GPT3: A layman’s explanation

I am linking to the summary highlights of a brilliant write up on GPT-3. I hope that you like it!

  • Enters a principle that has emerged during the last week as developers have played around with it: Garbage in, Garbage out.
  • The input of “what’s up?” doesn’t provide any context, so GPT-3 generates text in a random direction each time.
  • If you provide GPT-3 with context, say, the first couple paragraphs of an episode from Tinkered Thinking and it will generate a continuation of that episode which is shockingly on point and very believable.
  • To really answer the question: how exactly does a machine learn is similar to asking: how does a person arise from all the chatter between neurons in a person’s brain?
  • No one can really answer the question about what’s really going on when a neural net is being trained in a machine learning context.
  • (To dive a little deeper it’s useful to know that an infant has around 100 billion neurons, and as the authors learn how to exist in the world, the authors pare down this number significantly.)
  • GPT-3 was trained to generate text using a computational model that bares a lot of similarity to the jumble of neurons the authors call a brain.
  • Here’s an interesting fact about GPT-3: the neural net upon which it was trained contains 175 billion parameters, or what you might think of as neurons.
  • An actual human neuron is far more complex regarding how it listens and signals it’s neighbors.
  • This presents a level of complexity that far exceeds what is going on with the nodes or neurons in a machine learning context.
  • How does a neural net learn in order for something like GPT-3 to work?
  • GPT-3 was trained using text from the internet – an amount of text that is just inconceivable for a single human being to think about reading.
  • That was the block of text that was given to the neural net for it’s training.
  • Run this game an astronomical number of times with an inconceivably large amount of text and after a while the neural net gets pretty good at the game it’s playing.
  • A good way to think about it is to realize that humans use their own embeddings.
  • This discussion of embeddings is important because it’s pretty magical to realize that GPT-3 doesn’t know any words.
  • Through all of this weighted calibration using embedded language, GPT-3 has ‘learned’ the subtle rules that dictate how the authors humans pick the words in different contexts.
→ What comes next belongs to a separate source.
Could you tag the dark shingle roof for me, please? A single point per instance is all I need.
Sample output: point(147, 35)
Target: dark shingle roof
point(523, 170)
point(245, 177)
  • GPT-3 has essentially played that probability game a ridiculously unfathomable number of times in every context that humans have written about and that’s been plopped on the internet.
  • Unlike a real therapist who is human that needs to write down information about sessions in files that they reference, a GPT powered therapist could have a perfect memory of absolutely everything you’ve ever said.
  • But this specific GPT has been trained to flag details that don’t seem connected with the main text, or details that hint at the creation or use of loopholes in existing law, because naturally, it’s read all of existing law and has a perfect memory of all legal text.